Appeal from a judgment of the Supreme Court, Monroe County (Daniel J. Doyle, J.), rendered March 30, 2009. The judgment convicted defendant upon his plea of guilty of, inter alia, course of sexual conduct against a child in the first degree.
Timothy P. Donaher, Public Defender, Rochester (James Eckert of Counsel), for Defendant–Appellant.
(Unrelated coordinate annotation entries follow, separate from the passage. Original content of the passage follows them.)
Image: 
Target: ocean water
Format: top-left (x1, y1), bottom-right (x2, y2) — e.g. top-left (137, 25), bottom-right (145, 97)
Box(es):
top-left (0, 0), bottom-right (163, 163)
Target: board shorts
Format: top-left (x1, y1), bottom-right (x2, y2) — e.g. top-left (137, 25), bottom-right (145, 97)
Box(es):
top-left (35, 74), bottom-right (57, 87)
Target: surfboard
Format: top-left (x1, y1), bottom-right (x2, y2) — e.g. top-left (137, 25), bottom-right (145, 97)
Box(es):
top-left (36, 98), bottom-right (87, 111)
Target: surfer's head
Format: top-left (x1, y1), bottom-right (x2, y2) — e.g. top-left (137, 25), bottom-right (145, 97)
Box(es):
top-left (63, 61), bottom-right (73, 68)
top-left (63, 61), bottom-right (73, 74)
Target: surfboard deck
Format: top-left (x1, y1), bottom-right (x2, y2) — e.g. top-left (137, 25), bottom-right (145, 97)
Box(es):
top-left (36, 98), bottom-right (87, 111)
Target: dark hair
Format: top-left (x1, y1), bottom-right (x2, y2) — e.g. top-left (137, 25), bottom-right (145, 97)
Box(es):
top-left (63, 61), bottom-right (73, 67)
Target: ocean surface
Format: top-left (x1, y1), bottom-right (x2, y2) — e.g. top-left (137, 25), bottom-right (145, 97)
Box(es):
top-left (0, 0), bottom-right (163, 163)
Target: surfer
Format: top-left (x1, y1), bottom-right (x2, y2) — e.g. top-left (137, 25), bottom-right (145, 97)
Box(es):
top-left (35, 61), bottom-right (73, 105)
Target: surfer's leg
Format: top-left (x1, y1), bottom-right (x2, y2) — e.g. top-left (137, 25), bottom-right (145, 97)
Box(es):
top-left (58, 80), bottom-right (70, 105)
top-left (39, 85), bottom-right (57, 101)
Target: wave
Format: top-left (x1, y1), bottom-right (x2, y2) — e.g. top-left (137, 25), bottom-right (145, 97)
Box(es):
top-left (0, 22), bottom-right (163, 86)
Sandra Doorley, District Attorney, Rochester (Geoffrey Kaeuper of Counsel), for Respondent.
MEMORANDUM:
On appeal from a judgment convicting him upon his plea of guilty of, inter alia, course of sexual conduct against a child in the first degree (Penal Law § 130.75[1][b] ), defendant contends that Supreme Court erred in refusing to suppress statements that he made in his home to a police investigator who was executing a search warrant. We reject that contention. The court properly determined that Miranda warnings were not required because defendant was not in custody when he made the statements at issue ( see People v. Witherspoon, 66 A.D.3d 1456, 1458, 885 N.Y.S.2d 829,lv. denied13 N.Y.3d 942, 895 N.Y.S.2d 333, 922 N.E.2d 922;People v. Nunez, 51 A.D.3d 1398, 1400, 857 N.Y.S.2d 854,lv. denied11 N.Y.3d 792, 866 N.Y.S.2d 618, 896 N.E.2d 104;People v. Soroka, 28 A.D.3d 1219, 1220, 813 N.Y.S.2d 619,lv. denied7 N.Y.3d 818, 822 N.Y.S.2d 493, 855 N.E.2d 809). Defendant was not handcuffed or otherwise restrained during the interview or the execution of the search warrant, and he was free to move about the apartment ( see People v. Cerrato, 24 N.Y.2d 1, 8, 298 N.Y.S.2d 688, 246 N.E.2d 501,cert. denied397 U.S. 940, 90 S.Ct. 951, 25 L.Ed.2d 120;People v. Lavere, 236 A.D.2d 809, 809, 654 N.Y.S.2d 61,lv. denied90 N.Y.2d 860, 661 N.Y.S.2d 187, 683 N.E.2d 1061). Defendant was not told that he was under arrest and, indeed, the investigator left the apartment without arresting defendant ( see Cerrato, 24 N.Y.2d at 8–9, 298 N.Y.S.2d 688, 246 N.E.2d 501;Soroka, 28 A.D.3d at 1220, 813 N.Y.S.2d 619;Lavere, 236 A.D.2d at 809, 654 N.Y.S.2d 61). We conclude that, under those circumstances, a reasonable person innocent of any wrongdoing would not have believed that he or she was in custody ( see People v. Paulman, 5 N.Y.3d 122, 129, 800 N.Y.S.2d 96, 833 N.E.2d 239;People v. Yukl, 25 N.Y.2d 585, 589, 307 N.Y.S.2d 857, 256 N.E.2d 172,cert. denied 400 U.S. 851, 91 S.Ct. 78, 27 L.Ed.2d 89;Lavere, 236 A.D.2d at 809, 654 N.Y.S.2d 61).
It is hereby ORDERED that the judgment so appealed from is unanimously affirmed.